A continent of the Andes, the Amazon, and dazzling extremes

The Amazon rainforest and river of South America
by Luan / CC BY 3.0 - via Wikimedia Commons

South America fills roughly 17.8 million square kilometers (6.9 million square miles), a triangle of land tapering south from the warm Caribbean toward the cold seas off Cape Horn. Joined to North America only by the slender isthmus of Panama, it spent tens of millions of years as an island continent, evolving a distinctive web of life. Within its borders sit the world's largest rainforest, its longest mountain range, its highest waterfall, and its driest desert.

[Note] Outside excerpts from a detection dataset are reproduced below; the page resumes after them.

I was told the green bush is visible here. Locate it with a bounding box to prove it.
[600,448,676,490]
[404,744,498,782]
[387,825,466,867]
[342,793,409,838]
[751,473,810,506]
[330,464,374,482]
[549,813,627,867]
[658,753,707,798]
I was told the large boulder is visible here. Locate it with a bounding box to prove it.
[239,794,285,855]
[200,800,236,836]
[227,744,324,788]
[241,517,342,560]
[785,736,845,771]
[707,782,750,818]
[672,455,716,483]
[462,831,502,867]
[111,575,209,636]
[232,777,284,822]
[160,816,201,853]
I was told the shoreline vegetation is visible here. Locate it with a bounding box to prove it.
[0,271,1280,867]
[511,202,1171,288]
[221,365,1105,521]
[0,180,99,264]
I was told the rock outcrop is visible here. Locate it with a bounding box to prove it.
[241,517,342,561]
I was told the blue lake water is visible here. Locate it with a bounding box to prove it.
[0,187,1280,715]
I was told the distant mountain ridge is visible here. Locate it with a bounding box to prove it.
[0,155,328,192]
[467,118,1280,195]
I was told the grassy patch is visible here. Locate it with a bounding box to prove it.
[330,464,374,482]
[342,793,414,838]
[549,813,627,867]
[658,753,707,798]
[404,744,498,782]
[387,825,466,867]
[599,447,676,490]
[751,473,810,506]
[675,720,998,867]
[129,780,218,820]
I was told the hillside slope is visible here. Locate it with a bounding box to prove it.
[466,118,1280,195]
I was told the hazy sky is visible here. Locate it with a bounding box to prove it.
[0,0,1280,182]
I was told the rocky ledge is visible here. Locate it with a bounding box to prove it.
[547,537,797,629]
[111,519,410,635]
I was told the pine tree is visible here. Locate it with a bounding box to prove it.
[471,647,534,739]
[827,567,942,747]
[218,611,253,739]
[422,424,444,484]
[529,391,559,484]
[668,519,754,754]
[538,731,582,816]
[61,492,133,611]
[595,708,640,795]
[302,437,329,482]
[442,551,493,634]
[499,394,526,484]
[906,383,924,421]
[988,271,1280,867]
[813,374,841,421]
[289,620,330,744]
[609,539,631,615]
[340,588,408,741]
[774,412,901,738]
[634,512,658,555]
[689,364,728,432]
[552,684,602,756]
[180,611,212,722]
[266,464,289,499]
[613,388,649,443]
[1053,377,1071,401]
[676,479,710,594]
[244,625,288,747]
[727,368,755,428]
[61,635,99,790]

The Andes run unbroken for some 7,000 kilometers down the western edge, the longest continental mountain range on Earth, cresting at Aconcagua's 6,961 meters (22,837 feet). To the east, the Amazon River drains a basin the size of the contiguous United States, discharging more water than the next several largest rivers combined and feeding a rainforest that holds a tenth of all known species. Between them lie the grasslands of the Pampas, the wetlands of the Pantanal, and the Atacama Desert, where some weather stations have never recorded rain.

About 438 million people live in South America, most of them within reach of the Atlantic and Pacific coasts and the great river cities of the interior. The continent's geography — towering cordillera, impenetrable jungle, and open plain — shaped the Inca and earlier Andean civilizations and continues to make it one of the most biologically and culturally rich regions on the planet.